Even almost 15 years after his death we daily use things he left behind...a cordless telephone, a computer, weights, and things he taught us. We talk of him daily, so many memories. We miss him every day, but especially on his birthday, remembering our joy at his birth, that big, strong baby, so curious about the world, so intelligent. When did hope become hopeless? Why did he give up on life?

This photo was taken at the Kansas Renaissance Fair in Bonner Springs, Kansas, September 11, 1994. He was looking handsome and assured, at the age of 19. Little did we know what life had in store for him....or that date of 9/11.

Wednesday, January 18, 2023

It could have been him

Today we went to a "showcase" performance, one where nine professional acts (eight musical and one magic) gave twelve minute performances to be rated by the large audience to give local entertainment directors as sense of what their audiences might like to have booked. In the audience were also entertainment directors from the surrounding area.
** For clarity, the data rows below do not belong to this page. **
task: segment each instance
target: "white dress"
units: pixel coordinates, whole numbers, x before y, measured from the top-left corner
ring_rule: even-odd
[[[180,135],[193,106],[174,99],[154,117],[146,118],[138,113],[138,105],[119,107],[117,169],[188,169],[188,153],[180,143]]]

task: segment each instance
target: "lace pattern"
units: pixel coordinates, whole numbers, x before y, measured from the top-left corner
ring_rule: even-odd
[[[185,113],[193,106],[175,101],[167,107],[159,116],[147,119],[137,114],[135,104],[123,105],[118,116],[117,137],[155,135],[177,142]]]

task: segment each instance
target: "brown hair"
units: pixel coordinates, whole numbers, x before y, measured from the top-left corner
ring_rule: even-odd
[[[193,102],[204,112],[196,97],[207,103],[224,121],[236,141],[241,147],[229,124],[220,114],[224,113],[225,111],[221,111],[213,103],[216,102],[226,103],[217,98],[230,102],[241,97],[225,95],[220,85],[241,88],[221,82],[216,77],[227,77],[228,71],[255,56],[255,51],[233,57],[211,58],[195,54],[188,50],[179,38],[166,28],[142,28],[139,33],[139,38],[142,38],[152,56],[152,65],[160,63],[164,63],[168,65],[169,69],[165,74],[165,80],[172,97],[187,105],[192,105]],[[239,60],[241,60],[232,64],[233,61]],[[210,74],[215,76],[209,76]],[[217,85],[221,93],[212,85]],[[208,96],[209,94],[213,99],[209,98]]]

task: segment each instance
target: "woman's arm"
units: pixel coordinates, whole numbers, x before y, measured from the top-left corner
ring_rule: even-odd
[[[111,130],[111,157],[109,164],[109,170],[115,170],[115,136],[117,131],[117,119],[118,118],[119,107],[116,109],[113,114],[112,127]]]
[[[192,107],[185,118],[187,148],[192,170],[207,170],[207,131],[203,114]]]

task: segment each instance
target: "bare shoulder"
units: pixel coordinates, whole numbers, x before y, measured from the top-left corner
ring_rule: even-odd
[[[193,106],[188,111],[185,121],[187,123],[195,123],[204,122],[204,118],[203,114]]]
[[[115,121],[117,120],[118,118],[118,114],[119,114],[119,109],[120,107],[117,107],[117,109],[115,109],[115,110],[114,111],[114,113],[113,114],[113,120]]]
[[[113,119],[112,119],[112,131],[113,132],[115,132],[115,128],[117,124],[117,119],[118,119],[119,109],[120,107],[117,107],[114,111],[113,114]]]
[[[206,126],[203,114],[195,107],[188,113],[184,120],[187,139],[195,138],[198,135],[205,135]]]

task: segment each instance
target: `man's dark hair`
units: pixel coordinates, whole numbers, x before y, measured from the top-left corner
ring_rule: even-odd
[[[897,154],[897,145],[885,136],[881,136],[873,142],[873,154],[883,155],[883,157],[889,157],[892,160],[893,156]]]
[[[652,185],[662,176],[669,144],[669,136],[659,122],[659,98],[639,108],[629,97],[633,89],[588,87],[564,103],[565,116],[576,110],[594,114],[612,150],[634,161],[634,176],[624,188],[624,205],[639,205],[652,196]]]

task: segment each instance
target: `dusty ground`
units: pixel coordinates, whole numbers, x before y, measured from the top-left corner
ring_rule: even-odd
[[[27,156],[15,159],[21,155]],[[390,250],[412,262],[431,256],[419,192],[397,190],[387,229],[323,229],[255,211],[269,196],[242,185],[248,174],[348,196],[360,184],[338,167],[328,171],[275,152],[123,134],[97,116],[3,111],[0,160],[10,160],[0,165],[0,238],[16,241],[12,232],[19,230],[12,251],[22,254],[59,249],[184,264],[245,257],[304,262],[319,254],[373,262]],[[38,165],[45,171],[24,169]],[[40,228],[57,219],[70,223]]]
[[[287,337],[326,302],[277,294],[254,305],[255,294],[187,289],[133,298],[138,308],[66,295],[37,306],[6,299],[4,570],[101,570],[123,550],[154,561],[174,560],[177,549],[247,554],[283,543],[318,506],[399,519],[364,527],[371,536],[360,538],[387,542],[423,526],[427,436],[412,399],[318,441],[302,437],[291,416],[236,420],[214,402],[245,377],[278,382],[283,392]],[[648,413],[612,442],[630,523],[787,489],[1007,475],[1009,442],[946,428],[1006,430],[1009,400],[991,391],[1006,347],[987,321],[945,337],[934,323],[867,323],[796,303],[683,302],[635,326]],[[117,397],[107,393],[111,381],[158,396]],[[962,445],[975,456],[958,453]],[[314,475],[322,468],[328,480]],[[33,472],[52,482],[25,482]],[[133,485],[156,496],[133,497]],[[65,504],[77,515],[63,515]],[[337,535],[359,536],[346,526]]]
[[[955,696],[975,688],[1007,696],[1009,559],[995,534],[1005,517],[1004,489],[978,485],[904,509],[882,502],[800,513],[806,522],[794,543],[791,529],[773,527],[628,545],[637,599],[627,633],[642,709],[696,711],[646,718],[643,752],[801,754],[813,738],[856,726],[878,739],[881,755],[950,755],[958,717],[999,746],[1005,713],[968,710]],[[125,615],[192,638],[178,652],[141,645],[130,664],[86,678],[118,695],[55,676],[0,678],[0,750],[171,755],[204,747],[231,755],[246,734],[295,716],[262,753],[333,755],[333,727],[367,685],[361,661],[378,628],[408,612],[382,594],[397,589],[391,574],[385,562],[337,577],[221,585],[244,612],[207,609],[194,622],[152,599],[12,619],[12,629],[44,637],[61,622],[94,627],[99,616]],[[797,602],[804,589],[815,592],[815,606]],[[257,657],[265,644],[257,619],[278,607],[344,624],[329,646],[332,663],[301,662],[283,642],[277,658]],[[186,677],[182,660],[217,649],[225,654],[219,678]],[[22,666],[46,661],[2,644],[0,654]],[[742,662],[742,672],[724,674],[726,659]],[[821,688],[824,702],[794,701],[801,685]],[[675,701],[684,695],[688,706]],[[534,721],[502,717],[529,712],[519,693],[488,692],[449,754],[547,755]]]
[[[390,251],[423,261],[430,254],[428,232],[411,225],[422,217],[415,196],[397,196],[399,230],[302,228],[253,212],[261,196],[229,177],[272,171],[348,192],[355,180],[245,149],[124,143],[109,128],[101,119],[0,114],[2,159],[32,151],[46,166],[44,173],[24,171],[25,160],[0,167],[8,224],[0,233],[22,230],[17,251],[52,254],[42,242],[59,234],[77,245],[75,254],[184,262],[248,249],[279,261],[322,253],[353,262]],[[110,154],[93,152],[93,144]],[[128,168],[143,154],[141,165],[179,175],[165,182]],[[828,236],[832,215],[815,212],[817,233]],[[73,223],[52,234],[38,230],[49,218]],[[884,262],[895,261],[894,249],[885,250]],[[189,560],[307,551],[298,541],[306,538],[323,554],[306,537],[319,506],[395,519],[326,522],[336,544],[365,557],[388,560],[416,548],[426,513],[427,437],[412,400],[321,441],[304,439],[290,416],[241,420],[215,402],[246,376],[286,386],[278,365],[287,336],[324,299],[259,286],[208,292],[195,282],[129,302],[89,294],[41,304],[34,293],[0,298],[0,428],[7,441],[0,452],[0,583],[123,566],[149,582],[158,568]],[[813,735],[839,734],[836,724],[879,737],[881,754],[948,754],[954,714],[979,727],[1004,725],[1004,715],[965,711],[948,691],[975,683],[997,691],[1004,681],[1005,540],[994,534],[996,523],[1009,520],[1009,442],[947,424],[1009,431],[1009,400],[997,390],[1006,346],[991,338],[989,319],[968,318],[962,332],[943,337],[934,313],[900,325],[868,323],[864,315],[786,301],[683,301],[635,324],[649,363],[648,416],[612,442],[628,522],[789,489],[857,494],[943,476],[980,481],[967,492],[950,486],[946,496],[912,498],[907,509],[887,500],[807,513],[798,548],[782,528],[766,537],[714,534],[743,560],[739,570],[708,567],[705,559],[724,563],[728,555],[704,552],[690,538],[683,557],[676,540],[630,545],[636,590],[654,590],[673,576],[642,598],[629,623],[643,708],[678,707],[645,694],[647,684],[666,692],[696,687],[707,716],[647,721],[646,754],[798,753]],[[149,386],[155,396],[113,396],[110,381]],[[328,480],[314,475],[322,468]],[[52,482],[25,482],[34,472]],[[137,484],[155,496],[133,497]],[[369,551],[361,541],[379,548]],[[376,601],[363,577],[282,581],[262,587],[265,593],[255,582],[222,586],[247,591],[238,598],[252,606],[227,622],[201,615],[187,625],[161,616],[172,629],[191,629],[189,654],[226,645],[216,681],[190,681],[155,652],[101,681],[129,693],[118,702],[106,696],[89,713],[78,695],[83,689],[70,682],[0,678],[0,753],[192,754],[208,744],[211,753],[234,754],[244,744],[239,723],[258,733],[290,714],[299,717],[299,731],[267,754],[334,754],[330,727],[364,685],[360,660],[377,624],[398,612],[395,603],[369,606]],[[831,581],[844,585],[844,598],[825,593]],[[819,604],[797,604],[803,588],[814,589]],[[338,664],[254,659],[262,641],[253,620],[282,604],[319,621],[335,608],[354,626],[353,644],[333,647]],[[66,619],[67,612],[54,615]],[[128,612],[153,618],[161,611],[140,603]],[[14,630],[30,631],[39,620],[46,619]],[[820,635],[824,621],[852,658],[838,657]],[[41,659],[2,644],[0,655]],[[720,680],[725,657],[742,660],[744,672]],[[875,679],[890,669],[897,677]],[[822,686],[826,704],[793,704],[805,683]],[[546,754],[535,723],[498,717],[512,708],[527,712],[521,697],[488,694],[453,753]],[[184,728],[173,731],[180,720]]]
These acts were all talented and varied, and several had bands that had guitarists. One even had four! Two acoustic, an electric guitar and an electric bass guitar. 

I couldn't help but remember Leif playing his four guitars, starting with a blue one he got in high school when he first got interested and started taking lessons in Highland Park, Illinois. That was his "starter" guitar, a decent instrument which he kept the rest of his life. He added a a green Kramer Floyd Rose guitar, the guitar he designed and made himself, and the blue bass guitar he is playing at left. That was the only one he ever played (briefly) in a band while he was a student at Antilles High School on Fort Buchanan, Puerto Rico. This photo was taken when that band was performing at school. 

Leif loved music and had a huge collection of CDs, spent a lot of money to put a top of the line stereo in his car, and loved playing his guitars. He would practice for hours, learning some of the famous riffs and guitar solos, though never to his desired standards. I still hear them played on the radio or in television shows or movies and always remember Leif playing them.

The groups we saw today had some excellent singers. Leif could sing, too, though we didn't even know that until he turned up on the Antilles musical stage acting and singing the part of Kenickie in "Grease."

So,  couldn't help but think, if he'd had the burning desire to be a musician, he could have been on that stage.